Sep 8, 2015

The importance of documentation

Any IT worker has most probably been in the situation once, twice, too many times to care to count.

You have a software you need to implement and use - but how does it work? What does it do? What are the features? "Oh, you know, it was built according to your specification.""Yeah, but...?" "Oh, the person who coded it, doesn't work for us anymore."

You need to set up a test environment similar to the production. Or duplicate the production. But what features, what services need to be activated and configured? "Oh, you know, the usual, just next-next-next, we don't have anything special there. Just activate everything." "???" "Yeah, well, I don't know, it was originally set up by this company X, but the contracr expired alreaydy, and besides I think they don't exist anymore. That's why we need you, to figure this out."

You need to add some features to a custom made application. You get the source code, you can run it (but of course it can't use half of the features in your test environment), but how was it built? You look at the source code and use hours to try to figure out the noncommented code to understand how to implement your own and end up wishing you could just code the whole damned thing yourself from the scratch. "Documentation? No, we didn't get any documentation. No, the person who coded it, oh, I don't even know..."
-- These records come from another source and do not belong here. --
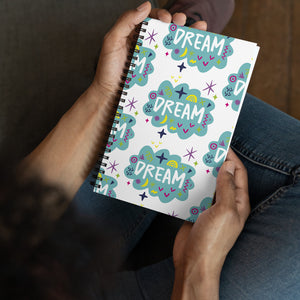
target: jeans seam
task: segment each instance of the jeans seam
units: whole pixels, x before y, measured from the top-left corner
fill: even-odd
[[[264,154],[259,152],[254,152],[253,150],[250,150],[248,147],[245,147],[242,143],[238,141],[238,138],[233,137],[231,148],[234,149],[238,154],[243,156],[245,159],[249,160],[250,162],[268,168],[270,170],[276,171],[278,173],[284,174],[284,175],[291,175],[291,172],[293,170],[292,166],[288,165],[287,163],[283,163],[278,160],[271,160],[267,158]],[[250,157],[250,155],[247,155],[246,153],[251,153],[253,157]],[[254,156],[257,156],[258,158],[255,159]],[[262,161],[259,161],[261,159]],[[271,166],[271,164],[277,165],[278,167],[281,167],[282,169],[288,169],[289,171],[284,171],[280,168],[276,168]]]
[[[264,212],[268,207],[271,206],[280,196],[282,196],[289,188],[294,186],[294,184],[286,185],[277,189],[273,194],[271,194],[268,198],[264,201],[259,203],[250,213],[249,218]]]
[[[130,236],[132,236],[132,234],[134,233],[134,231],[136,230],[136,228],[143,222],[143,220],[146,218],[147,213],[143,212],[142,215],[140,215],[136,222],[132,225],[132,227],[130,227],[126,233],[124,234],[124,239],[128,240]]]

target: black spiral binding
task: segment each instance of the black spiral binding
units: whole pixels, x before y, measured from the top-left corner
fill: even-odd
[[[120,118],[122,113],[120,111],[123,110],[123,106],[122,104],[125,103],[126,99],[124,98],[124,96],[127,96],[127,92],[124,91],[124,88],[129,88],[129,85],[126,84],[126,81],[130,81],[131,78],[128,77],[128,74],[133,74],[133,68],[135,68],[135,63],[134,61],[137,60],[138,58],[136,56],[134,56],[134,53],[139,53],[139,50],[136,49],[136,45],[137,46],[142,46],[142,43],[139,42],[138,40],[144,39],[144,36],[142,35],[142,33],[146,32],[146,29],[144,28],[145,26],[148,25],[147,21],[143,21],[142,23],[140,23],[136,28],[135,28],[135,32],[137,33],[136,35],[134,35],[134,41],[132,42],[132,48],[129,50],[129,53],[131,55],[128,55],[127,59],[128,61],[126,62],[125,66],[126,68],[124,68],[123,70],[123,75],[121,76],[121,82],[120,82],[120,87],[122,88],[122,90],[118,91],[118,96],[117,96],[117,100],[118,103],[114,106],[114,108],[117,110],[117,112],[115,113],[115,117],[112,120],[113,125],[110,128],[110,134],[108,135],[108,141],[106,143],[106,145],[112,145],[113,142],[110,141],[110,138],[114,138],[115,137],[115,132],[117,131],[117,128],[115,127],[115,125],[117,125],[119,123],[119,120],[116,119],[116,117]],[[94,174],[92,175],[92,177],[94,178],[94,181],[91,181],[90,184],[94,187],[94,188],[100,188],[101,184],[100,182],[102,181],[102,177],[98,176],[98,173],[100,174],[104,174],[105,171],[101,170],[101,167],[106,167],[107,163],[105,162],[105,160],[109,159],[109,156],[106,153],[110,153],[111,150],[109,148],[105,148],[104,149],[104,154],[99,154],[98,157],[98,161],[96,163],[96,166],[94,168]]]

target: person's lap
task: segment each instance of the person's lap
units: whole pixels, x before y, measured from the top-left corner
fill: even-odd
[[[248,170],[252,212],[226,259],[220,297],[295,299],[300,296],[300,122],[247,95],[231,146]],[[88,180],[75,201],[81,209],[85,206],[114,224],[123,236],[124,258],[156,216],[153,211],[99,197]],[[122,272],[111,297],[165,299],[171,294],[173,277],[171,258]]]

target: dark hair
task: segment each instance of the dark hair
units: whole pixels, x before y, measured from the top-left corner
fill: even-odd
[[[87,299],[95,276],[108,287],[118,267],[108,234],[72,207],[57,221],[59,189],[0,169],[0,299]]]

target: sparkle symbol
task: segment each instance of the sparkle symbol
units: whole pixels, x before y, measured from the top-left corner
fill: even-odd
[[[175,91],[175,92],[179,94],[179,99],[181,98],[182,95],[187,95],[187,93],[183,91],[183,87],[181,87],[180,91]]]
[[[157,133],[160,135],[160,138],[162,138],[164,135],[167,135],[164,129],[162,131],[158,131]]]
[[[212,88],[213,88],[213,86],[215,86],[216,84],[213,84],[212,82],[213,82],[213,81],[211,81],[210,84],[208,84],[208,83],[206,82],[207,88],[205,88],[203,91],[208,90],[207,95],[209,95],[210,92],[214,93],[214,90],[213,90]]]
[[[156,36],[158,34],[158,32],[154,33],[154,29],[152,30],[152,33],[150,33],[149,31],[147,32],[149,34],[149,36],[145,39],[145,41],[149,40],[149,45],[151,44],[151,42],[155,42],[154,36]]]
[[[148,52],[146,49],[144,49],[142,52],[141,52],[141,54],[144,54],[144,55],[146,55],[146,52]]]
[[[137,100],[134,100],[134,97],[132,98],[132,100],[128,100],[129,104],[127,104],[125,107],[129,106],[129,111],[131,111],[132,108],[135,108],[134,103],[137,103]]]
[[[159,163],[160,163],[160,164],[161,164],[164,160],[168,160],[168,159],[165,157],[164,152],[161,154],[161,156],[156,155],[156,157],[159,158]]]
[[[184,65],[184,62],[182,62],[182,64],[181,64],[181,65],[178,65],[177,67],[180,69],[180,73],[181,73],[181,71],[182,71],[183,69],[186,69],[186,66]]]
[[[171,217],[177,217],[178,216],[177,214],[175,214],[174,210],[172,211],[172,214],[168,213],[168,215],[171,216]]]
[[[113,163],[109,162],[110,163],[110,167],[107,168],[107,170],[111,169],[111,173],[113,171],[117,171],[116,169],[116,166],[118,166],[119,164],[116,164],[116,161],[114,161]]]
[[[184,165],[181,166],[180,170],[182,170],[184,172],[184,170],[186,169],[186,167]]]
[[[193,154],[194,154],[195,152],[197,152],[197,150],[193,150],[193,148],[194,148],[194,147],[192,147],[192,149],[191,149],[190,151],[189,151],[188,149],[186,149],[187,154],[186,154],[186,155],[183,155],[183,157],[188,156],[188,157],[189,157],[189,161],[190,161],[191,158],[195,158]]]
[[[139,196],[141,196],[141,200],[143,201],[144,198],[148,198],[148,196],[146,195],[146,193],[144,192],[143,194],[139,194]]]

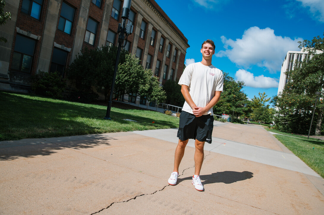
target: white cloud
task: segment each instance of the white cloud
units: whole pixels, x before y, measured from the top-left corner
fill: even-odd
[[[189,64],[193,64],[195,62],[195,59],[193,58],[186,59],[184,61],[184,64],[186,66],[187,66]]]
[[[208,9],[214,8],[216,5],[220,5],[227,3],[230,0],[192,0],[201,6],[206,7]],[[216,7],[217,8],[218,7]]]
[[[226,50],[215,54],[218,57],[227,56],[237,65],[246,68],[256,64],[265,67],[272,73],[281,69],[284,58],[288,51],[298,51],[298,41],[289,37],[276,36],[274,30],[267,27],[260,29],[251,27],[244,31],[242,39],[233,40],[221,37]],[[230,49],[229,47],[230,47]]]
[[[279,83],[275,79],[270,77],[265,77],[263,75],[254,76],[253,73],[244,69],[239,69],[235,74],[236,81],[243,81],[247,87],[255,88],[268,89],[277,87]]]
[[[309,8],[309,11],[317,19],[324,22],[324,1],[323,0],[296,0],[302,3],[304,7]]]

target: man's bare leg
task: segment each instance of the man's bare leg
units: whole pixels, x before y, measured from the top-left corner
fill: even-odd
[[[203,146],[204,142],[201,142],[196,140],[195,141],[195,175],[199,175],[200,173],[202,161],[203,161]]]
[[[186,140],[179,140],[178,145],[176,148],[176,152],[174,153],[174,172],[177,172],[179,173],[179,166],[180,165],[181,160],[184,154],[184,149],[188,143],[189,139]]]

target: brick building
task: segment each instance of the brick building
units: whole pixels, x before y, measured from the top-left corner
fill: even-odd
[[[11,19],[1,26],[0,89],[27,91],[39,70],[62,75],[86,46],[117,46],[123,1],[6,1]],[[133,0],[134,26],[125,48],[151,68],[161,85],[182,74],[188,39],[154,0]]]

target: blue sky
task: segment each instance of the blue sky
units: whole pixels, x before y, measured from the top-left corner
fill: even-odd
[[[155,0],[188,39],[185,63],[216,46],[213,64],[244,81],[250,99],[277,95],[281,65],[298,41],[324,32],[324,0]]]

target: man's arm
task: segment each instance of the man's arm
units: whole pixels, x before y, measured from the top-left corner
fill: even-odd
[[[188,90],[189,87],[189,86],[184,84],[181,85],[181,93],[182,93],[186,101],[190,106],[191,109],[193,111],[195,109],[195,108],[196,107],[196,105],[195,103],[193,102],[192,98],[191,97],[191,96],[190,95],[190,94],[189,93],[189,90]]]
[[[204,107],[203,108],[202,107],[194,107],[194,109],[192,110],[194,115],[196,117],[200,117],[209,110],[219,101],[219,99],[221,97],[221,91],[215,91],[214,94],[214,97],[209,101],[209,103]],[[191,98],[191,97],[190,97]]]

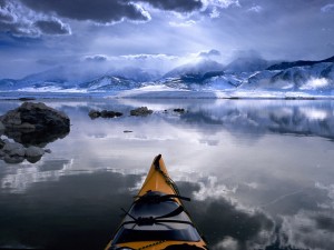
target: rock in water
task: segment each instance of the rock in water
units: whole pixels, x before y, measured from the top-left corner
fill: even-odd
[[[4,134],[26,146],[41,146],[63,138],[70,131],[70,119],[45,103],[24,102],[0,117]]]
[[[136,117],[139,117],[139,116],[144,117],[144,116],[148,116],[151,113],[153,113],[153,110],[148,109],[147,107],[140,107],[140,108],[130,110],[130,114],[136,116]]]

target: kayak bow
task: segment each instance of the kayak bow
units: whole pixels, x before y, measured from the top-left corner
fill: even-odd
[[[105,250],[204,250],[206,242],[185,210],[161,154]]]

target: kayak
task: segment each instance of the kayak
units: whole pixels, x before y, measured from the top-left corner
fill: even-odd
[[[203,250],[206,241],[186,211],[161,154],[105,250]]]

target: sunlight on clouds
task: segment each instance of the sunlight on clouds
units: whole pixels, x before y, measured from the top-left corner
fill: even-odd
[[[213,247],[213,250],[238,250],[238,241],[232,237],[225,237],[224,240]]]
[[[177,27],[177,28],[187,28],[187,27],[191,27],[196,24],[196,21],[194,20],[187,20],[185,22],[175,22],[175,21],[170,21],[168,22],[169,26],[171,27]]]
[[[311,78],[304,86],[301,87],[303,90],[313,90],[318,88],[325,88],[330,84],[326,78]]]
[[[261,6],[254,6],[254,7],[249,8],[248,11],[259,13],[263,11],[263,8]]]
[[[301,108],[301,112],[307,117],[308,120],[325,120],[328,117],[325,110],[316,108]]]
[[[330,4],[326,4],[324,6],[322,9],[322,12],[333,12],[334,11],[334,3],[330,3]]]

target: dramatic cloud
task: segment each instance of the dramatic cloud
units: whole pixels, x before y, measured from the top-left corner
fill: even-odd
[[[95,56],[87,56],[85,57],[85,60],[87,61],[95,61],[95,62],[104,62],[108,60],[107,56],[104,54],[95,54]]]
[[[69,34],[70,28],[60,20],[39,20],[35,22],[36,27],[46,34]]]
[[[153,7],[160,10],[171,10],[178,12],[191,12],[203,8],[200,0],[140,0],[141,2],[148,2]]]
[[[323,12],[334,12],[334,3],[326,4],[322,8]]]
[[[334,54],[333,11],[330,0],[0,0],[0,47],[6,48],[0,79],[42,71],[46,64],[31,61],[55,53],[63,63],[104,54],[105,62],[160,71],[179,66],[180,58],[227,64],[235,51],[320,60]],[[220,54],[208,52],[212,48]]]
[[[147,21],[149,17],[137,4],[120,0],[21,0],[27,7],[42,13],[57,13],[75,20],[90,20],[98,23],[112,23],[124,19]]]
[[[0,31],[13,36],[70,34],[70,28],[57,18],[38,14],[14,1],[0,3]]]
[[[202,58],[210,58],[210,57],[220,57],[220,52],[218,50],[209,50],[209,51],[203,51],[199,53],[199,57]]]

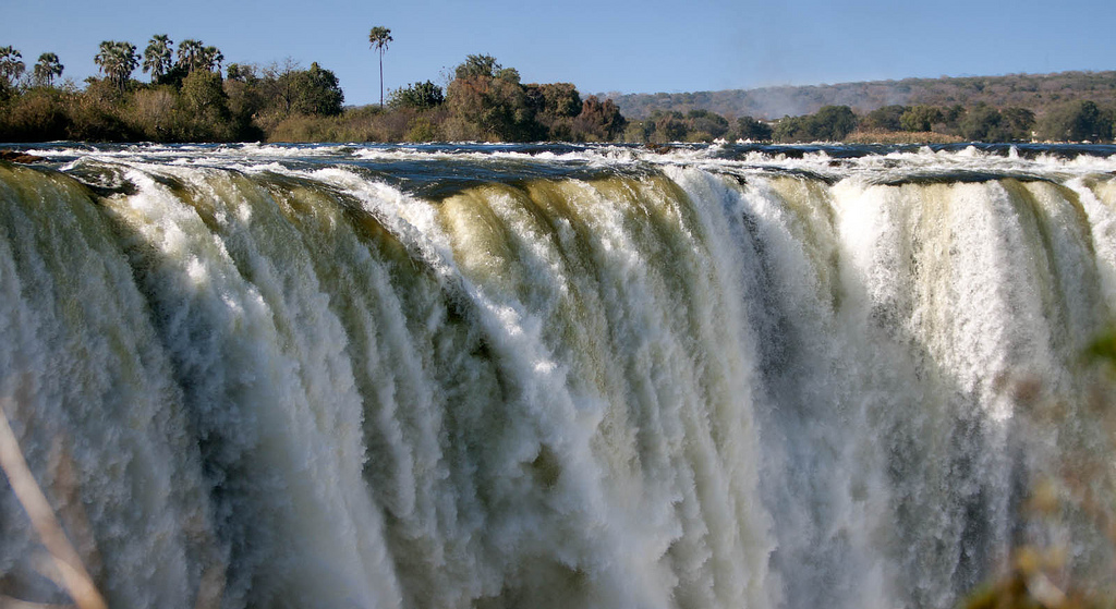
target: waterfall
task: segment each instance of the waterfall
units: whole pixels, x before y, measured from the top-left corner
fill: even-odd
[[[1088,513],[1027,508],[1086,462],[1112,504],[1110,160],[230,149],[0,163],[0,399],[112,607],[947,608],[1037,542],[1110,573]],[[67,602],[45,559],[0,487],[0,597]]]

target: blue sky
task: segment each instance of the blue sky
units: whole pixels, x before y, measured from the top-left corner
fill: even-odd
[[[470,54],[584,94],[1116,68],[1113,0],[0,0],[0,46],[28,66],[57,52],[77,83],[102,40],[142,51],[167,33],[227,64],[317,61],[347,104],[379,98],[373,26],[394,37],[387,89],[439,83]]]

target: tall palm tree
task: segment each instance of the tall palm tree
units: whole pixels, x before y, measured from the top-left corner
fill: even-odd
[[[217,47],[205,47],[202,49],[198,64],[206,70],[221,74],[221,64],[223,61],[224,55]]]
[[[201,40],[187,38],[179,42],[179,66],[185,68],[186,71],[194,71],[201,67],[205,47]]]
[[[27,67],[20,60],[23,56],[12,47],[0,47],[0,78],[15,86]]]
[[[151,72],[152,83],[171,71],[174,57],[171,50],[173,44],[165,33],[156,33],[147,42],[147,48],[143,51],[143,71]]]
[[[384,107],[384,51],[387,44],[392,41],[392,30],[376,26],[368,32],[368,44],[379,52],[379,107]]]
[[[132,72],[140,66],[136,46],[132,42],[116,40],[103,41],[100,52],[94,56],[93,61],[100,66],[100,71],[122,91],[127,85],[128,78],[132,77]]]
[[[56,77],[62,75],[65,67],[58,60],[57,55],[45,52],[39,56],[39,60],[35,64],[35,81],[49,87],[54,85]]]

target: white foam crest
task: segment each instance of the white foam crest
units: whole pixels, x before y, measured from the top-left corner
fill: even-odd
[[[157,252],[147,281],[191,388],[186,397],[200,410],[202,433],[217,441],[219,452],[205,455],[210,466],[219,475],[252,472],[251,480],[220,483],[243,511],[233,530],[244,528],[239,534],[256,548],[234,557],[234,573],[251,578],[252,588],[233,579],[230,594],[397,606],[377,512],[363,492],[360,409],[337,350],[345,340],[324,294],[315,294],[312,271],[304,267],[298,282],[280,287],[270,261],[298,268],[299,259],[254,253],[263,243],[251,234],[279,221],[249,215],[239,225],[246,216],[235,207],[250,203],[228,184],[215,192],[221,174],[183,171],[200,209],[133,170],[127,177],[140,193],[117,212]],[[219,233],[203,221],[209,205],[224,212]],[[273,213],[264,202],[254,207]]]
Getting my drift? Documentation! That boring as hell job, that makes you disposable when you're actually NOT the only one who can figure it out. The boring as hell job, that tends to remain undone, when the project budjet was already used up and "not in this life am I gonna do that for free!" The boring as hell job, that nobody really wants to do, but everybody curse about when it's not done and you'd need it.

What happens when there's no documentation? Stonehenge happens, that's what. Here's this fabulous construction, somewhat fallen apart, but what did it do? What was it's purpose. Tourists flock around to gawk at it, but that was hardly its original purpose! Not that anybody probably would put it back together; it's more valuable as it is, untampered, than back in its original configuration.

Yet, without any documentation humankind had no idea that the mysterious thing we've been gawking at for so long, without understanding what we've been looking at, is actually only a fragment of something much bigger!

Pic from the aticle mentioned above

That's what you get without documentation. No idea what you're looking at and not even knowing you're missing the biggest part. People, document your work unlessyou want it to end up a mystery like Stonehenge!